In this article, we are going to talk about four reasons why you should have a guest password for your Wi-Fi.

Your home network should be a very private thing. All of your devices are connected to this network which means that your personal information transmits through this network. Because of this, you should always know what devices are on your network and who is accessing your network. When people come over to your house and they want to join your private Wi-Fi network, I would recommend that instead of giving them full access to your network, you give them access to a guest network. Most modern routers have this feature built in and and allows you to separate your personal devices from those of visitors. Some routers will even allow you turn your guest networks on and off by simply asking Alexa to enable the guest network.

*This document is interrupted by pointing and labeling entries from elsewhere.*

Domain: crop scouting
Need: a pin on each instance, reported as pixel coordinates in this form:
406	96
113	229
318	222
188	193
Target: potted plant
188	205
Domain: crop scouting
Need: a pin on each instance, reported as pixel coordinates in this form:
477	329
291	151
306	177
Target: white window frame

At this point you might be thinking, what’s the big deal if I have others join my home network. Let me run you through some of the most common scenarios that typically happen. I’ll start with the most riskiest. If you have complete strangers come to your house asking to join your network, this should be an immediate red flag. These people can be folks from a utility company, a contractor working on your house, etc. These folks should not, under circumstance gain access to your private home network. Some of the risks include them setting up a man in the middle attack where they can see your personal and private data. They might be able to access your shared network drives and printers which again contain your personal data. They could also introduce malicious attacks/malware that can compromise the other computers in your network. As you can see, giving someone you don’t know access to your network, while not always dangerous, can have some serious consequences if the wrong person gains access.

Next up are friends and family. The same risks from the previous example still apply with the exception that you actually know the people you are granting access to. Even though you know them, you still shouldn’t just hand out network access. All of the same attacks and vulnerabilities still apply with friends and family. If they want to do harm to you, having access to your personal home network is an easy way to get started. Sometimes, we like to let our guard down when we are with those we love and trust. But sometimes, that love and trust becomes our biggest vulnerability. I’m not saying you need to stop loving your friends and family, but why not exercise every precaution to keep your data safe. Enable that guest network and let them connect to that network. The peace of mind is worth it in my opinion.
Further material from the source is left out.